Methods: Eighty-one NET patients underwent baseline PET/CT [68Ga]Ga-DOTA-TATE imaging (median: 65 days, IQR:83) prior to initiating PRRT. Patients received between 1 and 4 cycles of [177Lu]Lu-DOTA-TATE PRRT, and PFS was subsequently monitored. Patients were classified into poor and good responders (PFS=26 months threshold). A quantitative analysis of all lesions was performed on the baseline images, from which patient-level features were extracted. The top four features with the highest concordance index to PFS were selected for training a multivariate linear regression model. This process was repeated with progressively larger training cohorts. The PFS was predicted on a 16-patient hold-out test population and on the training population (using Leave-One-Out cross-validation). Model classification performance was assessed using the root mean squared error (RMSE) and the area under the receiver operating characteristic curve (AUC).

Results: The RMSE on the training cohort decreased from 59(CI=0,120) with 5 patients to 23(CI=18, 28) with 10 patients. From 10 patients onwards, the RMSE decreased monotonically, reaching 16 (CI=15, 17) when 65 patients were used for model training. On the other hand, the AUC increased pronouncedly from 0.73 (CI=0.45,0.95) with 5 patients to 0.89 (CI=0.80, 0.95) with 10 patients. From 10 patients onwards, the AUC also decreased monotonically, reaching 0.70 (CI=0.67, 0.73) when 65 patients were used for model training. The RMSE and AUC confidence interval range decreased substantially as the training cohort increased from 5 to 65 patients: from 120 to 2 for RMSE and from 0.40 to 0.06 for AUC. The predictions on the 16 patients hold-out population were constant with an average RMSE of 20 (CI=21,17.5) and AUC of 0.62 (CI=0.55, 0.70).
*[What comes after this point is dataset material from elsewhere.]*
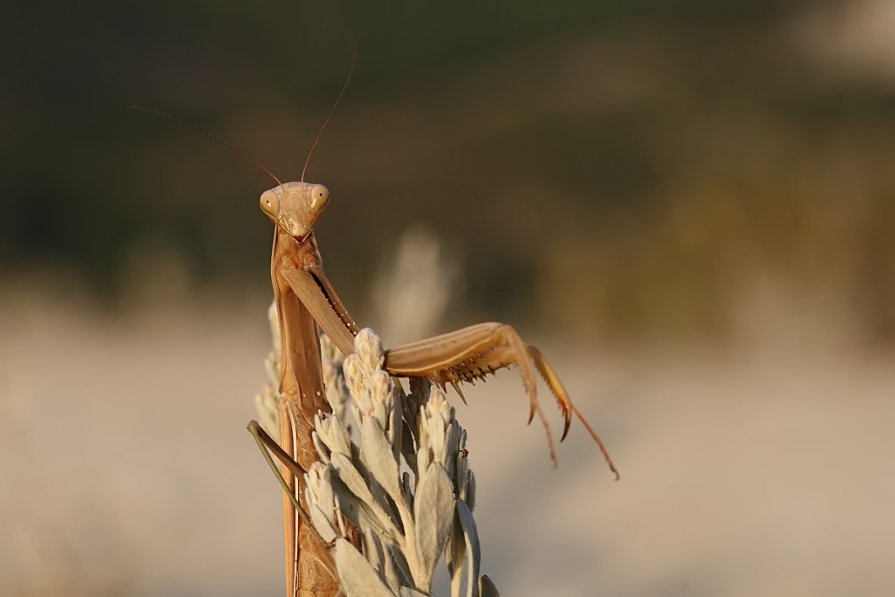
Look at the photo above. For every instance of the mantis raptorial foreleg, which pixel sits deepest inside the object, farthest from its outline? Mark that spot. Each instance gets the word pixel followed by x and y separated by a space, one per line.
pixel 460 356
Conclusions: Our findings highlight the overestimation of predictive power in small patient cohorts and emphasize the importance of using larger and hold-out patient populations to improve model generalizability. Given the relatively rare incidence of NETs, aggregating patient populations from multiple centers is crucial for developing accurate models. Future work will focus on collaboratively expanding patient cohorts to understand the applicability of PFS prediction models for NET patients.